MC・総合演出のマツコとスタッフが企画編成会議を行いながら、話題のスポットや人物と中継をつなげてトークを繰り広げる同番組。マツコと中継先とのやり取りが番組の大きな軸となっている。
「マツコさんは中継先の素人さんに対して、ときに強くイジるような展開もありました。いわば“毒舌”が持ち味でメディアの売れっ子になったマツコさんなんので、当然の展開ですが、最近では毒舌があまりウケないご時世になっている現状もある」(テレビ局関係者)
多様性を認めていく社会情勢の中、“人を傷つけない笑い”が2020年前後から地上波テレビで増加。一方、昨年の『M-1グランプリ』(テレビ朝日系)で、毒舌漫才のウエストランドが優勝するなど、“人を傷つけない笑い”に対するカウンターのような動きもある。マツコはこの議論のはるか前から地上波で毒舌を繰り広げていたが、その魅力が伝わりづらくなっているというのだ。
「もはや、強者が弱者をイジるような笑いはNG。ウエストランドのように、弱者が周囲に噛みつくタイプの毒舌じゃないと、成立しにくくなっているのは確かです。マツコは、もはや大御所の域に達しているので、どうしても弱者をイジる構図になってしまうわけで、そこが難しい。
たとえば『週刊さんまとマツコ』(TBS系)であれば、マツコさんが毒を吐いても、さんまさんがバランスをとることができる。でも、『マツコ会議』の場合、マツコさん以外の出演者は基本的にスタッフなので、マツコさん1人が毒を吐く形に。そうなると、面白くできるはずのものでも、そうではなくなってしまうんです」(制作会社スタッフ)
マツコと同じく“毒舌”でバラエティ界の天下にのぼり詰めたのが有吉弘行だ。しかし、昨今の有吉は必ずしも毒舌キャラではない。
「有吉さんは、基本的に“見守りキャラ”に近くなっていますよね。若手芸人のボケをただただ評価する『有吉の壁』(日本テレビ系)での有吉さんはまさにそうですし、『有吉ゼミ』(日本テレビ系)にしても『櫻井・有吉 THE夜会』(TBS系)にしても、VTRの内容やゲストのトークにリアクションするのが基本で、自分から積極的に毒を吐きに行くことはほとんどない。毒舌キャラから見守りキャラにうまくシフトできているのが有吉さんなんです」(同)
有吉とマツコは『マツコ&有吉 かりそめ天国』(テレビ朝日系)で共演中。ここでの有吉はバランサーになっているという。
「マツコさんが毒舌を吐いたり、多少偏った意見を出したときに、そこにうまく乗っかったり、軽く否定したりしてバランスを取っているのが有吉さん。裏を返せば、有吉さんが“見守りキャラ”でありバランサーになったからこそ、マツコさんはずっと毒舌キャラを担うしかないという側面もあります。役割をこなしているだけですが、その結果、立場が徐々に危うくなっているのがマツコさんと言えます」(同)

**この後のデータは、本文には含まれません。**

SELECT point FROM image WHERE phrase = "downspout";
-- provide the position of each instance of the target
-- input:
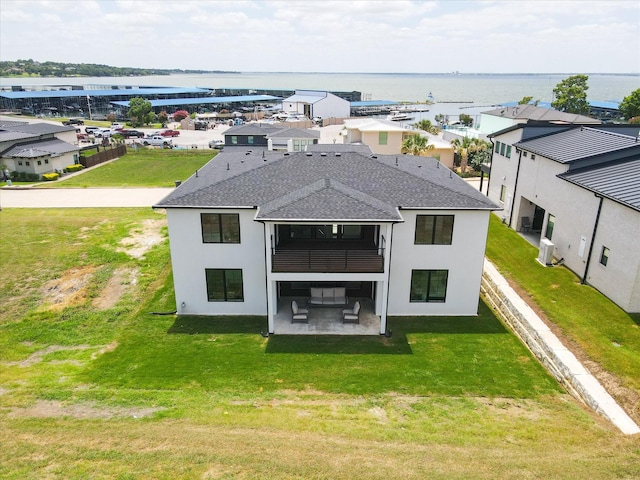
(515, 186)
(593, 241)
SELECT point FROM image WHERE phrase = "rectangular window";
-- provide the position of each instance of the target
(224, 285)
(434, 229)
(220, 227)
(550, 224)
(429, 285)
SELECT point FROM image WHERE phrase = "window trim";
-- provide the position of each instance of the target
(221, 229)
(225, 284)
(437, 230)
(429, 297)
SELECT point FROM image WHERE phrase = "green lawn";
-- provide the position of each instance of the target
(607, 334)
(117, 392)
(142, 168)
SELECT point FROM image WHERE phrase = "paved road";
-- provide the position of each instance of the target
(81, 197)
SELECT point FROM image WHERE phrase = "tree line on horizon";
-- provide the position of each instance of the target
(30, 67)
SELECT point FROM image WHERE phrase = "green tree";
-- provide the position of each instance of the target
(465, 148)
(571, 95)
(140, 111)
(630, 105)
(427, 126)
(416, 145)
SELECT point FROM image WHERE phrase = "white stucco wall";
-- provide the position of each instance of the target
(463, 259)
(190, 257)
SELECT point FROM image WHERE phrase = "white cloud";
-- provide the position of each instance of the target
(347, 36)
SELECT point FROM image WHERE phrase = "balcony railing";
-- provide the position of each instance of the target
(328, 260)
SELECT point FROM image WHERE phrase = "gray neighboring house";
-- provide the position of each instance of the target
(577, 189)
(37, 148)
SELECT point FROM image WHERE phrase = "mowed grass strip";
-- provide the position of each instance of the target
(142, 168)
(119, 392)
(607, 334)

また、昨今の地上波番組ではとにかく炎上を避ける方向性に進むケースが多い。その中で、時に偏った意見を発することもあるマツコは、ある意味で“危うい”存在になる可能性もあるという。
「以前、ジャニーズ事務所が新しい地図に対して圧力をかけたとして、公正取引委員会から注意されたと報じられたことがありました。このとき、マツコさんは新しい地図について“ジャニーズだったから需要があった”といった趣旨の発言をしたんです。正論かもしれませんが、炎上の火種になりかねない意見だったのは間違いない。そういった意見をズバッと言えるのがマツコさんの持ち味とはいえ、今の地上波にとっては危なっかしすぎる。そういった部分で、炎上を避けたい地上波のスタッフと、マツコさんとの間に微妙なギャップが生まれはじめているのは確かです」(同)
“飽きられたらやめる”などと、自身の引き際について言及することも多かったマツコ。いよいよ引退も現実味を帯びてきたのだろうか。
「マツコさんの起用に慎重になるスタッフがいる一方で、現場の空気を知らないスポンサーなどは、マツコさんとその人気を高く評価している部分もある。それこそ、『マツコ会議』のように単純に視聴率が悪ければすぐに番組も終わりますが、そうではない場合、なかなか動けないというのも現状です。制作サイドとしては、ただただ“炎上しないでくれ”と願うしかない」(同)
いずれにしろ、かつてのようにテレビ界を席巻するばかりの存在ではなくなったマツコ。このまま徐々に身を引いていくのか、それとも有吉のようにキャラクターを変えていくのか?